Good Math/Bad Math

Friday, March 10, 2006

A few words about writing

Someone pointed out some ambiguous wording in my mention of the halting problem in this post the other day. So I decided to take a moment to explain a bit about the way I'm trying to write here. And I'll also take the opportunity later tonight to talk a bit more about the halting problem, which is a really great example of amazingly good math. (And there's more bad math in the pipeline; I'm going to use the information theory background that I've posted thus far to demolish the thoroughly wretched "information theory" argument against evolution that's cropped up in the last few years.)

Writing for a blog is pretty different from what I'm used to. In my day job, most of the writing I do is either technical papers, design proposals, or code documentation. All of that is very formal technical writing, and quite frankly, boring as hell to read.

Out here, I'd like to try to make the crazy things that fascinate me more approachable. Because of the lousy way math is taught, most people get the idea that math is hard, boring, and shallow. But it's not - it's amazingly broad, with all sorts of amazing insights, it can be fantastic fun, and it doesn't have to be hard.

So I'm trying to write in a way that gets across the fun, without making it unapproachable, ar unbearably dry. At the same time, I obviously want to be accurate - there's no point in writing this kind of stuff if it's wrong, but I also want to keep it informal enough that it's fun to read.

I'm also allergic to quantifiers. One of the members of my dissertation committee back in grad school couldn't understand anything unless it was phrased in perfect, quantified, logical form. You couldn't use words like "that", "it", or "there" with him, because he couldn't understand what they referred to. So you had to talk like a logician: if you wanted to tell him the old "frayed knot" joke, you'd have to say something like "So, there's a bar, X, a bartender B who works in bar X, and a talking string, Y. Y walks into X, goes up to B, and orders a beer. ". And he'd probably complain that he didn't know where the beer came from, because you hadn't introduced it with a quantifier.

Nice guy, but man could he be frustrating. I still hold the record for the longest doctoral proposal in the history of the department, because he went through my entire proposal, and complained about each and every sentance that wasn't phrased in perfect quantified prefix form. (If you're reading this John, sorry, but I did say this to your face - you just didn't understand it because I didn't quantify right.)

2 Comments:

  • Hah, Sorry to hit a hot button on quantifiers, but the way you stated the issue did hit a hot button with me because I had done work in the area. I guess that would be who complains about an issue.

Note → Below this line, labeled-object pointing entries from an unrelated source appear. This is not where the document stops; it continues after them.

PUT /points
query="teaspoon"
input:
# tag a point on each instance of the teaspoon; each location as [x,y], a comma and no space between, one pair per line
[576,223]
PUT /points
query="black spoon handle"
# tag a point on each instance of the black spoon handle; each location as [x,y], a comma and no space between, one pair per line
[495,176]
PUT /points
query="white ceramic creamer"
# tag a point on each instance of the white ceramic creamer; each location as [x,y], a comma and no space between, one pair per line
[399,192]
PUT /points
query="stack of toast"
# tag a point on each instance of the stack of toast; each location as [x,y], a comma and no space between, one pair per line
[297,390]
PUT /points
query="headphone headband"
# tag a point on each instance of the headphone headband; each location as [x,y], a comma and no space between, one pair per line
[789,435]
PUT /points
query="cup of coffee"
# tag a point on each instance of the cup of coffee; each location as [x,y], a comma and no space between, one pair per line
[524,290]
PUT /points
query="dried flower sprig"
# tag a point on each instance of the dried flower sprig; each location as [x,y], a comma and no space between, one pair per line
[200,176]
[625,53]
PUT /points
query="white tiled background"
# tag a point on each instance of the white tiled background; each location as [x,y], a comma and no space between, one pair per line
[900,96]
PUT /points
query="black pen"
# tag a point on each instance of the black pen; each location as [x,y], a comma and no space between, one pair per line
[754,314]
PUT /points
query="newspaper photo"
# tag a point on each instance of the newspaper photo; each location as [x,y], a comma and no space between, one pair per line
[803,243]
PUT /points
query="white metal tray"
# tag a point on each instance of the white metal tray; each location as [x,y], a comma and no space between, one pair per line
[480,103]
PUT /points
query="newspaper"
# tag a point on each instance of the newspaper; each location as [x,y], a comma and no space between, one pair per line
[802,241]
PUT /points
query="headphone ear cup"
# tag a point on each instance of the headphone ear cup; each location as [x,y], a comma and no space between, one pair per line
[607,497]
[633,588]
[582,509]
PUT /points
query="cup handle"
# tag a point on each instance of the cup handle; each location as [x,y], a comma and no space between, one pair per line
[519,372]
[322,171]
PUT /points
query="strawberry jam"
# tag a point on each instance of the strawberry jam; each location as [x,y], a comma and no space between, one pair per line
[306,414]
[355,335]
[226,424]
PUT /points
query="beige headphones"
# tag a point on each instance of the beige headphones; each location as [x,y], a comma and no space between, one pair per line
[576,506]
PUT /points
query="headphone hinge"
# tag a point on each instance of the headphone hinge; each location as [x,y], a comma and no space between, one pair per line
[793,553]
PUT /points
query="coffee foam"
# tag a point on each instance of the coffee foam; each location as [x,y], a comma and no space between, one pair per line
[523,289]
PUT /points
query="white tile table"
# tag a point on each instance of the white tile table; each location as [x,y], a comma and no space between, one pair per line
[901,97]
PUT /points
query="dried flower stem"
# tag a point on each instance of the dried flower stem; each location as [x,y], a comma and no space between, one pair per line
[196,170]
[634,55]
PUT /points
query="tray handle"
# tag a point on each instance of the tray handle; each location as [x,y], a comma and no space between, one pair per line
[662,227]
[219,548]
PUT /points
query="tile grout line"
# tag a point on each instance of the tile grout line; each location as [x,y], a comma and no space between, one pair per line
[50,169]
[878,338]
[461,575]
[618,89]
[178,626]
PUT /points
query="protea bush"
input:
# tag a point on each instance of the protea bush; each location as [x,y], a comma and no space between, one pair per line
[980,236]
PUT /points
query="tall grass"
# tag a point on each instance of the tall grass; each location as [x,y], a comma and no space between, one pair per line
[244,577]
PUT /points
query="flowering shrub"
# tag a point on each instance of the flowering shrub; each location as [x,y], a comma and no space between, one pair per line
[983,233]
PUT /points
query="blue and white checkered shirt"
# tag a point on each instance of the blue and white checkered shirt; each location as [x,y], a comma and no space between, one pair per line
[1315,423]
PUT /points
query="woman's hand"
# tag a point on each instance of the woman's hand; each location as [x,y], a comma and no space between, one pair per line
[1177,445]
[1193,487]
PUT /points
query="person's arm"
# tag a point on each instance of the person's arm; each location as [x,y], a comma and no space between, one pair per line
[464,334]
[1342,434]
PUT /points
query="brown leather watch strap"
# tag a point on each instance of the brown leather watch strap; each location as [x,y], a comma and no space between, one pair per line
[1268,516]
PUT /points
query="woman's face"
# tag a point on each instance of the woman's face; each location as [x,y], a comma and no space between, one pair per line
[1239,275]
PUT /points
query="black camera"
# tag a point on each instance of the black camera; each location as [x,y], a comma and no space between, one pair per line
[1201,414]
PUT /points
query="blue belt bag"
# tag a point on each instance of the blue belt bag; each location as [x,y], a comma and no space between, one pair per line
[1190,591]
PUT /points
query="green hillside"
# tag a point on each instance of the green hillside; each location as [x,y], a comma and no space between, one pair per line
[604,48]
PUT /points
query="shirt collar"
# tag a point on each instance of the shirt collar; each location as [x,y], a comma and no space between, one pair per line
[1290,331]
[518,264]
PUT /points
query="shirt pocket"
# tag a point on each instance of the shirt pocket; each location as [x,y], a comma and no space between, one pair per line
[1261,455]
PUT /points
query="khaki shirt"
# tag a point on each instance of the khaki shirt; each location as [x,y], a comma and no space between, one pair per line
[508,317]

    By Anonymous Anonymous, at 10:54 PM  

  • markk:

    No problem. I really appreciate the correction. I was just trying to explain how I'm trying to write for this blog. I definitely want people to point it out when my informal writing style is being imprecise, or even worse, just plain wrong. I don't have a lot of experience writing this kind of informal stuff, so I know I'll make mistakes - I just hope that I can learn to be both informal and precise/correct.